I just popped on to my favourite site in the whole wide world “Plumbing Zone 101”, and at the top of the list was a thread titled “please help slab leak”. Now because I can make a slab leak faster than anyone on this form, I’d thought I’d pay a visit and offer my expertise. What a freaking disappointment! It wasn’t someone wanting to know how to make it leak, it was a DIY’er trying to figure out where he went wrong. 
This put me to thinking:
I believe that with the advent of the computer and some of the great sites out there like this one, a person can actually surf the net for a period of time, hang a shingle out in some of our small town newspapers and pose as a plumber. That’s right. If your stuck on a job and have some unanswered questions, hit the keyboard when you get home and with any luck someone might walk you through your dilemma.
But guys, here’s the problem!!!!
My buddies in the trade, like some of the guys on here, hate impostors. They had to do there time and they believe everyone else should also. Rightfully so!!
They are crafty buggers and can spot an impostor a mile away. Why?? Because DIY’er ask dumb, stupid questions. Oh, you try alright, and some of you are quite crafty and almost slide one by the boys. But never fear! There will be one little slip up, can be something as stupid as a wrong terminology, and the boys will be on you stink on socks. Once in awhile we get a “please help slab leak guy” and it’s a no brainier for the boys. They gong these guys faster than your first piece.
Now I got a solution.
You send old Trout Lake here the paltry little sum $19.95 and I’ll send you your very own Plumbing TQ. That’s right. For less than the price of gallon of flux you get your very own Plumbing Tough Question’s book. With this book, I can almost guarantee you a free ride on sites like this one. Throw a couple of my TQ’s out there and the boys will never know your true agenda. Once you gain their confidence, the odd stupid question you have to ask to get you out of the jackpot your in, will go by un-noticed. The boys will be fooled by the odd tough one you throw their way and thing the dumb one you asked is because your having a bad hair day. They'll bite on the dumb one like a trout on a maggot. When you show back up at the homeowners the next day with a solution to the problem you created the day before, he’ll think your brilliant. Life will go on, the jobs will roll in, and the boys on this site will think your one of them. 
And to think…….all of this for only $19.95

DON’T HESITATE….SEND YOUR MONEY ORDER TODAY

trout


----------



## ROCKSTARPLUMBER (Dec 14, 2008)

IM confused.

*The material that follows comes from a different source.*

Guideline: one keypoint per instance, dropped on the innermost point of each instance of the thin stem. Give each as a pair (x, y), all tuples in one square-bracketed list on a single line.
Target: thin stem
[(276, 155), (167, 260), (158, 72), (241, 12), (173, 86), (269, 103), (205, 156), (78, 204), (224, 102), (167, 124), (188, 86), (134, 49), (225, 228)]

What is this about again?


----------



## gusty60 (Oct 21, 2008)

I like it. I'm in.:laughing:


----------



## user823 (Feb 3, 2009)

Ok but I want 15% of the profits.:thumbup:


----------



## Bollinger plumber (Apr 3, 2009)

You need to work on your pitch it doesn't work for me. May I suggest billy mays


----------



## para1 (Jun 17, 2008)

...........you can tell he's not a real plumber, nobody would buy flux by the gallon:laughing::laughing:


----------



## Redwood (Sep 8, 2008)

para1 said:


> ...........you can tell he's not a real plumber, nobody would buy flux by the gallon:laughing::laughing:


ULLP... They wouldn't??? Guess I got figured out... :laughing:
Good one Para!

I dunno Trout Lake Your competing against my books...


----------



## ROCKSTARPLUMBER (Dec 14, 2008)

Dude, I so want a flame thrower!!!!!!!!!!!


----------



## trout lake (May 9, 2009)

Para 1
Yes there is a god.......great line:laughing:
tl


----------